Shallow Not Stupid

The Olympics follow me like a stalker poo that won’t flush. My size-two bum is still sore from sitting through the opening ceremony in Beijing, where I wanted to kill smug Bird’s Nest artist Ai Weiwei, or at least pelt him with dumplings from his overpriced restaurant. He took the Chinese government’s silver to help design their stadium, then whined when he was accused of playing dim sum with his taxes.
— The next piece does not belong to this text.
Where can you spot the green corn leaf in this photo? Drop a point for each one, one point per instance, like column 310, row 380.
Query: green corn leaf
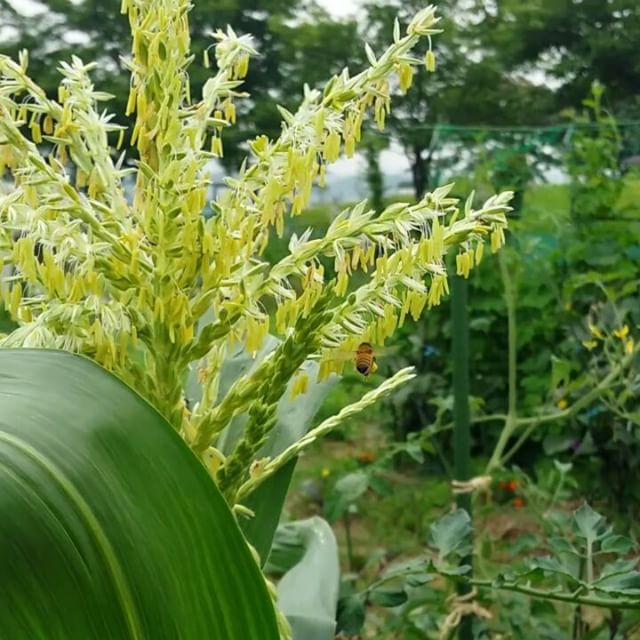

Now I’m home in London and the Olympics are here too. I really wish Danny Boyle had made a new movie instead of squandering his talent on the government’s massive mugging of taxpayers and tourists. It’s embarrassing to watch the sports minister Tessa Jowlie salivating over Olympic Ambassador David Beckham, who isn’t competing but could get gold for putting up with Queen Victoria. And David Cameron, who’s face has started to look like a bum since he became Prime Minister, sits on his ass doing mental arithmetic, wondering if this expensive fiasco will cost him his job.

Okay, I’m sounding like my Ranty Auntie, but I’ve suffered at the hands of sport since the last century, when I was forced to train every day during my American childhood, just in case I’d be picked for the Olympic team. Which was unlikely since they don’t give medals for being six and a half stone and sleeping late. As if having to do track with a psychotic cat following me, impersonating the way I run, and break my fingernails swinging from the trees behind the school (in an undignified display somewhere between Tarzan and Crouching Tiger, Hidden Dragon) wasn’t bad enough, the sadistic canoeing teacher always picked me to demonstrate being capsized.


Now that I’m older and more idealistic, I understand that coffee works like cocaine when I need an energy boost to lunge towards something in a sale. I could have had a triple espresso and escaped from the ski instructor, Marquis de Saddo, who forced us to take outdoor showers after the compulsory cross-country ski races he followed in his four-wheel.

Eventually the patron saint of lazy girls everywhere answered my prayers. I turned my headmaster’s wife into a paraplegic and we all got a day off from school. The way he whined you’d think it was my fault his missus was on the happy pills and reversed into me as we were waiting in a queue to escape the playground. Being permanently legless must be unpleasant, and did that bitch make me pay when she spotted me shopping. Cripples are so passive-aggressive the way they wield their wheelchairs, like they want to amputate not just your Louboutins, but your whole leg too. “I was running Marathons and now look at me!” she shouted, like she’d ever had any chance at winning anything. Now she can go for it, injuring her rivals in the Paralympics.

Since the Olympics farted into town, tourism is down 20% in central London and there are empty seats in the stadium. Is this really a surprise when the world economy is about as healthy as a can of Doom and—apart from football and maybe naked ladies who dance round poles—sports are about as exciting as Mick Jagger’s attempts at being the grooviest granddad.

Maybe it’s because I’m a Londoner that I have an aversion to spourists descending on my hometown, their Olympic-sized asses stuffed into shorts. Travel vaccines are compulsory, so why not force overweight men who embarrass themselves watching athletics to have a moob job? Is that really too much to ask? Anything less is just discriminatory toward the sportophobic.